3. Le caratteristiche del materiale utilizzato per la patente di guida, le caratteristiche della pellicola protettiva antifalsificazione, le modalità di compilazione del documento, di applicazione della pellicola protettiva sulla patente, le parti della patente da proteggere e gli ulteriori dettagli necessari sono stabiliti con provvedimento del Ministro dei trasporti e della navigazione…, da emanare nel termine previsto dall'articolo 232 del codice. 4. Le disposizioni di cui all'articolo 116, commi 3 e 4, del codice, si applicano anche nel caso di complessi formati da autoveicolo, anche non classificato per il soccorso stradale, e da rimorchio costituito da veicolo in avaria. È sufficiente che il conducente del complesso sia in possesso della sola patente di guida del veicolo traente isolato, quando venga rimorchiato un autoveicolo su cui sia presente altro conducente, munito della relativa patente di guida ed in grado di azionare i dispositivi di frenatura e di sterzo del veicolo trainato, così da costituire valido ausilio per la corretta marcia del complesso stesso.

In sintesi

  • La patente di guida italiana è conforme al modello comunitario europeo e misura 106×222 mm; le sue specifiche tecniche sono fissate dal modello IV.2 allegato al Regolamento.
  • Per prevenire le falsificazioni, la patente è dotata di una pellicola trasparente di materiale plastico applicata sulle parti da proteggere dopo l'apposizione della fotografia.
  • Le caratteristiche tecniche della pellicola, le modalità di compilazione e ulteriori dettagli sono stabiliti con provvedimento del Ministro dei trasporti, ai sensi dell'art. 232 del Codice della Strada.
  • Nel complesso per soccorso stradale (autoveicolo + veicolo in avaria rimorchiato), è sufficiente la sola patente per il veicolo traente se sul veicolo trainato si trova un conducente munito di patente idonea e in grado di azionare freni e sterzo.
  • Questa regola speciale attua l'art. 116, commi 3 e 4, del Codice della Strada e si applica anche ad autoveicoli non classificati per il soccorso stradale che rimorchino un veicolo in avaria.
Indice dei contenuti

Il modello europeo della patente di guida e le caratteristiche fisiche

L'art. 308 del DPR 495/1992 disciplina, in attuazione dell'art. 116 del Codice della Strada (D.Lgs. 285/1992), le caratteristiche fisiche e le misure di sicurezza del documento di guida italiano.

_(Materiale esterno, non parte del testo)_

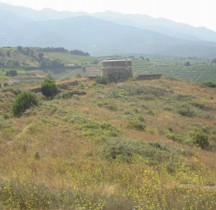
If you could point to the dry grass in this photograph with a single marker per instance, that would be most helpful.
(87, 157)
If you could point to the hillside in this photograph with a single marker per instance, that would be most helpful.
(121, 146)
(103, 34)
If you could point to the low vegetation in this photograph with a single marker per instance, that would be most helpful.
(24, 101)
(49, 88)
(129, 145)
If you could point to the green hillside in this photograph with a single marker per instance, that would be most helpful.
(131, 145)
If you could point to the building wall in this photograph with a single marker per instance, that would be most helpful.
(117, 70)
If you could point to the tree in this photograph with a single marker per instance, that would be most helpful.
(11, 73)
(187, 63)
(24, 101)
(49, 88)
(200, 139)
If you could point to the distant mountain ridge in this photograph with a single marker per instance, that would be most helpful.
(103, 33)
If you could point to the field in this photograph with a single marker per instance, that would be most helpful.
(198, 70)
(130, 145)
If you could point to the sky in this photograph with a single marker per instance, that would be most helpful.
(193, 12)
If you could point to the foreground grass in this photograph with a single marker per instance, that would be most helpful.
(110, 149)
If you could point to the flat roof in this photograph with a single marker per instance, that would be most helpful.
(107, 61)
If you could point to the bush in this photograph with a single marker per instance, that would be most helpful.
(101, 80)
(140, 126)
(200, 139)
(49, 88)
(24, 101)
(11, 73)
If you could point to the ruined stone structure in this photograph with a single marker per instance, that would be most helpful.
(117, 70)
(149, 76)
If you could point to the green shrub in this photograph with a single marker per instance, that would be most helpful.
(49, 88)
(186, 111)
(200, 139)
(137, 125)
(24, 101)
(101, 80)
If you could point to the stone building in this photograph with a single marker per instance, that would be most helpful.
(117, 70)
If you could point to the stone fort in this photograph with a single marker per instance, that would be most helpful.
(117, 70)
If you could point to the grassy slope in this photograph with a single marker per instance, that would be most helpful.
(110, 149)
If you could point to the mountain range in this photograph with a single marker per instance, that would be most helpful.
(104, 33)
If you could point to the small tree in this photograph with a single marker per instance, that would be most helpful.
(24, 101)
(200, 139)
(101, 80)
(49, 88)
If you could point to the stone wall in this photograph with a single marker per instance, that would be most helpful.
(117, 70)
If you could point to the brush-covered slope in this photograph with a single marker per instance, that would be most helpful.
(120, 146)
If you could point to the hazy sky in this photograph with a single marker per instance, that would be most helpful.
(194, 12)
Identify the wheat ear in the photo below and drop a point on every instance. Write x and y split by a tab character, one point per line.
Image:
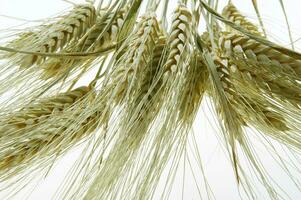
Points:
231	13
70	27
101	35
129	72
27	133
279	73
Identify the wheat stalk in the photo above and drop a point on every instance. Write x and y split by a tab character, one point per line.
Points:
231	13
148	96
31	138
255	54
101	35
70	27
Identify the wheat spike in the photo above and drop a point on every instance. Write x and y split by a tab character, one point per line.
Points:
196	87
131	65
70	27
275	71
130	72
28	133
231	13
179	39
101	35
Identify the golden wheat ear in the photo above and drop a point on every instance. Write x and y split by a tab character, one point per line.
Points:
101	37
57	35
277	73
42	130
231	13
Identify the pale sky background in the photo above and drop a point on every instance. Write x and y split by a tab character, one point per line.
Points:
216	165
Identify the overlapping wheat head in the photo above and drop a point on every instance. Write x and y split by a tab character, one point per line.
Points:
126	81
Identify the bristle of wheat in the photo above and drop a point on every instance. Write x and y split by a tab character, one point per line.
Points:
231	13
179	39
70	27
132	63
28	122
262	62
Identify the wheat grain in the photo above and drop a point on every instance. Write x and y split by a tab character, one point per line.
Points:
28	134
101	35
274	71
70	27
231	13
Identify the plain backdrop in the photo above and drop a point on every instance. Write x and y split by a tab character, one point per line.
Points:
216	165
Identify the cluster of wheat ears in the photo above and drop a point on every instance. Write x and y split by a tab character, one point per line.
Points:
148	75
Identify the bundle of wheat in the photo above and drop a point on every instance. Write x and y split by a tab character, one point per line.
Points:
136	115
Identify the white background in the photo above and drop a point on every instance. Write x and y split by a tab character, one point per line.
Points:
216	165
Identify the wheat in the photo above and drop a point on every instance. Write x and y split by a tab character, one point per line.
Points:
231	13
130	72
263	63
101	35
131	65
70	27
196	86
28	134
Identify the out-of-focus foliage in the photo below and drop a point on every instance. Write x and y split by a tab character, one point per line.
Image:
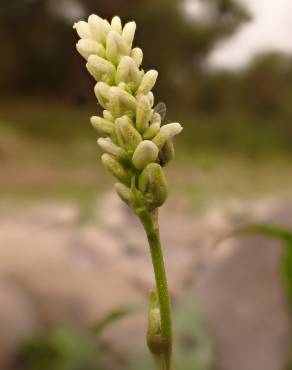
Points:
38	43
63	348
284	235
193	348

Il riferimento al «modello comunitario» riflette l'allineamento dell'Italia alla normativa europea in materia di patenti: a partire dalla direttiva 91/439/CEE e poi dalla direttiva 2006/126/CE (recepita in Italia con il D.Lgs. 59/2011), la patente di guida è stata progressivamente uniformata a livello di Unione Europea, tanto nel formato fisico quanto nelle categorie di abilitazione.

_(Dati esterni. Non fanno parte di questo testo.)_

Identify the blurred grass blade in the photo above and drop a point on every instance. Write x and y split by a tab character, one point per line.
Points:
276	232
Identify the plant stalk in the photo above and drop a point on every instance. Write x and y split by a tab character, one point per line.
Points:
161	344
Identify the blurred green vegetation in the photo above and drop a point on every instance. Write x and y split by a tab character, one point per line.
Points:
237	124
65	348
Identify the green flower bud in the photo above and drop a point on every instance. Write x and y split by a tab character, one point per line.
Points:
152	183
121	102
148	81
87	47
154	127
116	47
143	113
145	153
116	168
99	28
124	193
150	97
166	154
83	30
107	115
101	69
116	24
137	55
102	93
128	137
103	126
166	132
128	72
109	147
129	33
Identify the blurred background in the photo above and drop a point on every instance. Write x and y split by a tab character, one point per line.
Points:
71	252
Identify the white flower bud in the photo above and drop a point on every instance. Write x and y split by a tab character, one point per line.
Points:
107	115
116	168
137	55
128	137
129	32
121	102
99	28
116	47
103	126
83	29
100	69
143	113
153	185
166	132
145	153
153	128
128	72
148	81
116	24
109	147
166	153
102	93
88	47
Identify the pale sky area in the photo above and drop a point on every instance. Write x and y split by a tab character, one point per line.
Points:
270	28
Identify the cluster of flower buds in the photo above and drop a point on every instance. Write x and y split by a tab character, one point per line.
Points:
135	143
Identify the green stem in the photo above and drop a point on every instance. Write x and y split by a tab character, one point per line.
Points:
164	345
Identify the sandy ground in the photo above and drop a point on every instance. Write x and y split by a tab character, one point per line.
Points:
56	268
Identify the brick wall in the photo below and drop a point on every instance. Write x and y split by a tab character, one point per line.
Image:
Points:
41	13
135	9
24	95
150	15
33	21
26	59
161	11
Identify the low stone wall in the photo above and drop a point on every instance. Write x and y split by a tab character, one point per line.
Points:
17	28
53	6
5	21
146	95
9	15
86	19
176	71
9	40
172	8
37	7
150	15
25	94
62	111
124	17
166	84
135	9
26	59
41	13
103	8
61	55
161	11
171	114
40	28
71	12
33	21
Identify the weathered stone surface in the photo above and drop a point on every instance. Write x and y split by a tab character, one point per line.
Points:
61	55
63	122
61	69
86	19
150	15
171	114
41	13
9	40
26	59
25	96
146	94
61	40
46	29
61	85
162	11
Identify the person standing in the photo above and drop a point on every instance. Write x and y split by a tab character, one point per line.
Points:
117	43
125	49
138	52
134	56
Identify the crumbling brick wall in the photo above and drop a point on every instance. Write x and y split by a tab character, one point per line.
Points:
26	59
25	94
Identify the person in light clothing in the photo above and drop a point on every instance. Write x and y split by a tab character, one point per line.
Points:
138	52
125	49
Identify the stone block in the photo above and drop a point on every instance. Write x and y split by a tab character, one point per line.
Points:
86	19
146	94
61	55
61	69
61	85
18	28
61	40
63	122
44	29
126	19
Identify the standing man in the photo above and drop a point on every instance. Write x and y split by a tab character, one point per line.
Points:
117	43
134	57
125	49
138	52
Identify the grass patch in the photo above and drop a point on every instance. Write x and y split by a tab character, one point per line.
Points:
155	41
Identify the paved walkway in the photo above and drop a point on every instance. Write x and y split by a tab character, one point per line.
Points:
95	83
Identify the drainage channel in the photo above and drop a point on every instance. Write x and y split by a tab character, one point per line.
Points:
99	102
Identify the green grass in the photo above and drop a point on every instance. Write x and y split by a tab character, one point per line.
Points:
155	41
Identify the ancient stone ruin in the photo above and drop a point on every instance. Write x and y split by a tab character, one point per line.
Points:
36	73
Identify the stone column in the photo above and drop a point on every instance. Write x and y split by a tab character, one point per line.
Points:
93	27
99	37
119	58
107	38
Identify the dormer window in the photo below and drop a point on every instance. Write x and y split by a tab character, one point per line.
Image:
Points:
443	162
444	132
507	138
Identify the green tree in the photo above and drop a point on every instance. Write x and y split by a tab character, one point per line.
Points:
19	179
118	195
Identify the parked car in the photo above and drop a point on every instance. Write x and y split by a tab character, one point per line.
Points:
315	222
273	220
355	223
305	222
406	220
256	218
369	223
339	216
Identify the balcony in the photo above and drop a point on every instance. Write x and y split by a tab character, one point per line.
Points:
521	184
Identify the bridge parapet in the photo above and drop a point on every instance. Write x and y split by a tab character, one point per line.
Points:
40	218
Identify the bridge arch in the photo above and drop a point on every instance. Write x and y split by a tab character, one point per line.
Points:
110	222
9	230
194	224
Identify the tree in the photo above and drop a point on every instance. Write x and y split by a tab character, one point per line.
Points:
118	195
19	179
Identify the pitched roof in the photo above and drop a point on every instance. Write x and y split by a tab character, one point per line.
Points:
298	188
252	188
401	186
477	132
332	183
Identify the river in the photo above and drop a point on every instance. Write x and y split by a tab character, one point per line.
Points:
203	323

Le dimensioni fissate dalla norma - 106 mm di altezza e 222 mm di larghezza - corrispondono al formato delle carte di credito allargato, adottato dalla direttiva europea per la patente a «tessera» in materiale plastico (policarbonato) che ha progressivamente sostituito il vecchio libretto. Le caratteristiche grafiche e tutti gli ulteriori dettagli sono contenuti nel modello IV.2, che costituisce allegato integrante del Regolamento e contiene le specifiche tipografiche, cromatiche e di sicurezza del documento.

Le misure anti-falsificazione: la pellicola protettiva

Il comma 2 dell'art. 308 descrive la principale misura anti-contraffazione della patente: dopo l'intestazione del documento e l'apposizione della fotografia del titolare, viene applicata sulle parti sensibili una pellicola trasparente di materiale plastico. La pellicola svolge una duplice funzione: da un lato protegge fisicamente i dati e la fotografia dall'usura e dalle alterazioni meccaniche; dall'altro rende estremamente difficile la manomissione, perché la rimozione della pellicola danneggerebbe irreversibilmente il documento sottostante.

Il comma 3 rinvia a un provvedimento del Ministro dei trasporti per la definizione di dettaglio delle caratteristiche del materiale, delle modalità di compilazione, delle specifiche della pellicola e delle parti del documento da proteggere. Questo sistema normativo a due livelli - norma regolamentare generale + provvedimento ministeriale tecnico - consente di aggiornare le specifiche di sicurezza con maggiore agilità, senza dover modificare il Regolamento ogni volta che si aggiornano le tecnologie anti-falsificazione (ologrammi, microtext, inchiostri speciali).

La falsificazione della patente di guida integra il reato di falso in atto pubblico previsto dagli artt. 476 e seguenti del codice penale, con pene molto severe. Anche l'utilizzo di una patente falsa o alterata è penalmente sanzionato.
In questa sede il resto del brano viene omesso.